Given $6$ distinct objects and $10$ distinct bins how many ways are there to distribute the objects such that at least one bin contains more than one object? What if the objects are identical?
If the objects are distinct I think there's a total of: $$ {10-1+6\choose 6}6! $$ ways to distribute the objects. We can calculate in how many ways we can distribute the objects such that each cell contains exactly $0$ or $1$ objects: $$ {10\choose 6}6! $$ We choose $6$ bins out of $10$ that will contain an object and we permute them. So the final answer is: $$ {10-1+6\choose 6}6!-{10\choose 6}6! $$
If for the same question the objects are identical then we don't need to permute the objects so the answer is: $$ {10-1+6\choose 6}-{10\choose 6} $$
I'm really not sure if the solution is correct.

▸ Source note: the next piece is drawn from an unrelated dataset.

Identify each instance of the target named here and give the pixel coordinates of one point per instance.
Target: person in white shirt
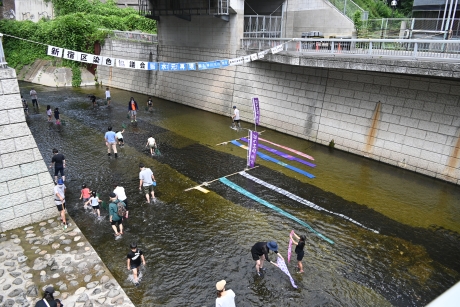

There are $10$ bins in which each of the six objects could be placed, so there are $10^6$ ways to distribute the objects without restriction.
The restriction that at least one bin contains more than one object means that the six objects cannot be placed in six different bins. In how many ways could this occur?
There are $\binom{10}{6}$ ways to choose six bins to receive the objects and $6!$ ways to distribute six distinct objects to those bins. Hence, the number of ways the six distinct objects could be distributed so that each object is placed in a separate bin is $$P(10, 6) = \binom{10}{6}6! = \frac{10!}{4!6!} \cdot 6! = \frac{10!}{4!}$$ Hence, the number of ways to distribute six distinct objects to ten distinct bins so that at least one bin contains more than one object is $$10^6 - \binom{10}{6}6!$$
You answered this question correctly.